An Egyptian court sentenced on Saturday 12 extremists to death over forming a terrorist cell linked with the Islamic Stat (IS) regional militant group, official MENA news agency reported.
Zagazig Criminal Court in Sharqiya province north of the capital Cairo convicted the defendants of forming a terrorist cell attempting to overthrow the current regime and targeting military and police men, besides recruiting youths and moving them to Syria and Iraq to receive training in guerrilla wars and use of arms inside cities.
Egypt has been facing a rising wave of terrorism since the ouster of Islamist President Mohamed Morsi by the military in early July 2013 after mass protests against his one year in office.
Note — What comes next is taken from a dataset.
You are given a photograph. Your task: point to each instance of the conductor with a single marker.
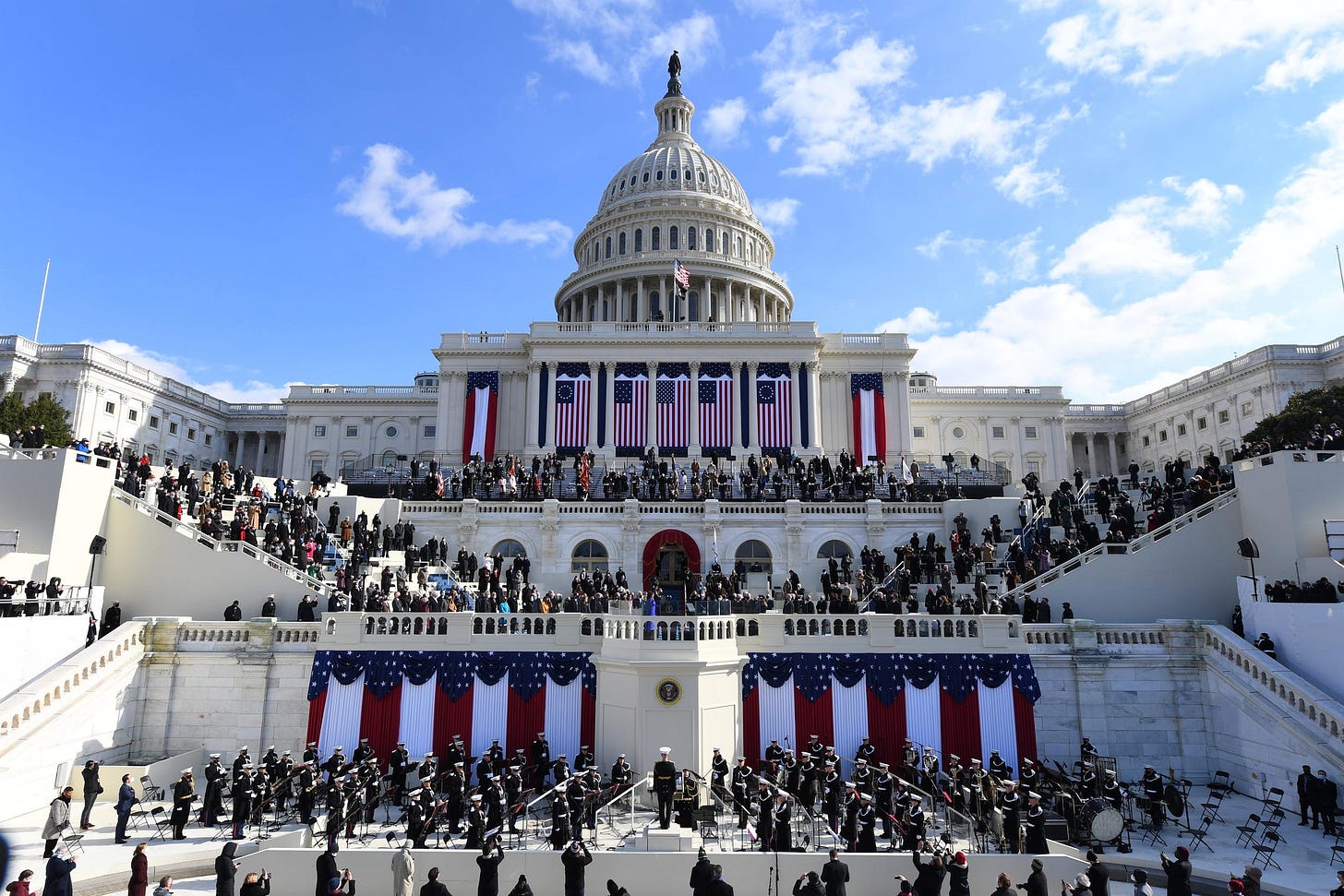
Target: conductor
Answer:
(664, 784)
Since then, anti-government attacks killed hundreds of police and army men while crackdown on Morsi’s loyalists left over 1,000 killed and thousands more arrested and the Brotherhood was blacklisted as “a terrorist group.”
Most Brotherhood leaders, including Morsi himself and the group’s supreme guide Mohamed Badie, are currently in custody and they received appealable death sentences and life imprisonments over various charges varying from inciting violence and murder to a 2011 jailbreak.
On Aug. 20, a car bomb explosion targeting a national security building in Qalioubiya province near the capital Cairo left at least 29 people injured. The country’s prosecutor general was also assassinated in a car bomb in late June.
Most of the anti-government attacks were claimed by Ansar Bayt al-Maqdis group, which has changed its name to “Sinai State” and declared loyalty to the IS regional militant group.
Over the past few days, the security forces killed around 250 militants and arrested a similar number of suspects during a massive military operation in restive North Sinai province as part of the country’s “war against terrorism.”